I Feel Good With Caffeine
Regular coffee drinkers probably end up needing their cuppa joe in the morning and throughout the day because of its ability to stimulate positive feelings and perk up the mood. Most people don't associate their good mood with their caffeine, but researchers believe the mood-enhancing effect of caffeine reinforces its consistent use and may be a good explanation for why people are hooked on it. Recall studies show varied results, but overall it appears that predictable, moderate caffeine consumption may actually improve both long-term and short-term memory.
Can't Function Without Coffee
On the flip side of the coin there are the negative effects of caffeine - which vary from person to person. Excessive use, as with anything, may lead to some serious problems - especially as women age. The quick pick-up provided by caffeine can become a deep fatigue later on in the day or even the next morning, which then requires another cup of caffeine to start the engine again. This can seriously affect sleep patterns and disrupt the normal circadian rhythm. Additionally, in the brain, caffeine blocks the parts of the brain that receive adenosine, a naturally secreted biochemical compound that acts as a sedative. So, by drinking caffeine and getting the jolt that flips the switch to "on", the brain that wants to sleep, can't because of the caffeine.

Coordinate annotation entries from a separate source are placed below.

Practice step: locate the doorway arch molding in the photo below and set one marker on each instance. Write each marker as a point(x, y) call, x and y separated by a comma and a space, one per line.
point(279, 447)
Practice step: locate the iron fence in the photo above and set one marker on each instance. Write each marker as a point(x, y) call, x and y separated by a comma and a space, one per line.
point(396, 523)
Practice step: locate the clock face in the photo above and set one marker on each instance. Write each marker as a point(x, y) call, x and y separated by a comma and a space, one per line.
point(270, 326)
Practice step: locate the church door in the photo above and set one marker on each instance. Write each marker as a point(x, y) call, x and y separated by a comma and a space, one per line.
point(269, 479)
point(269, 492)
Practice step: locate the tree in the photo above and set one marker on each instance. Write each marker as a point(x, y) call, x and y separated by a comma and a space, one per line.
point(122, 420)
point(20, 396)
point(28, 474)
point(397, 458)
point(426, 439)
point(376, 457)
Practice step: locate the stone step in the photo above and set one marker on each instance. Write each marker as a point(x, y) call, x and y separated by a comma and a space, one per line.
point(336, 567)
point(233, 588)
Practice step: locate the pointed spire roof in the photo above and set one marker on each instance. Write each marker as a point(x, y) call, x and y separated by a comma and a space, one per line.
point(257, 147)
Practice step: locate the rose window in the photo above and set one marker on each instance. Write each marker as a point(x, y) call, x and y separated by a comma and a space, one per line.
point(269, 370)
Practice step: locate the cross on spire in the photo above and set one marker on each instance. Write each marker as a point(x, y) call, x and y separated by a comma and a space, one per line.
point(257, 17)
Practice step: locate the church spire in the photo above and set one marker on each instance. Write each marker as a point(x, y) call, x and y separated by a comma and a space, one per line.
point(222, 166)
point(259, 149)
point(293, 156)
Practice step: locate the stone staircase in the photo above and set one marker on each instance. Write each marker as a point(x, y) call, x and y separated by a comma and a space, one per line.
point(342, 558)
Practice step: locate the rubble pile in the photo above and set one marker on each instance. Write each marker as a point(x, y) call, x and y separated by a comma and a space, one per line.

Menopause Symptoms Kicked Up a Notch
The adrenal glands are forced to pump out more stress hormones (norepinephine, adrenaline, and cortisol) and they become overworked as they try to keep up with the high-powered stimulation. Cortisol levels are thrown off and a combination of fatigue and insomnia result. The habit ends up in a dilemma - the more you drink the less energy you have. The more drained you are, the touchier you become and the stress response kicks into high gear exaggerating events, raising the blood pressure and levels of anxiety. Then, when trying to kick the caffeine habit, withdrawal symptoms occur. All of these symptoms become exacerbated during menopause.
Good or Bad - You Choose
Caffeine has been linked to heart attack in people with a certain gene, yet, a slight variant of that same gene allows for protection from heart attack. Caffeine has been shown to be effective in not only reducing but also slowing the risk of developing dementia or Alzheimer's disease. In Parkinson's disease studies show that drinking three cups of caffeinated tea per day can help prevent loss of dopamine and protect a person from Parkinson's by delaying the onset for as much as eight years. On the other hand, if tea is replace by coffee, the onset can occur five years earlier!
The bottom line is that you must draw your own conclusions about caffeine by evaluating your health history and the relative risks.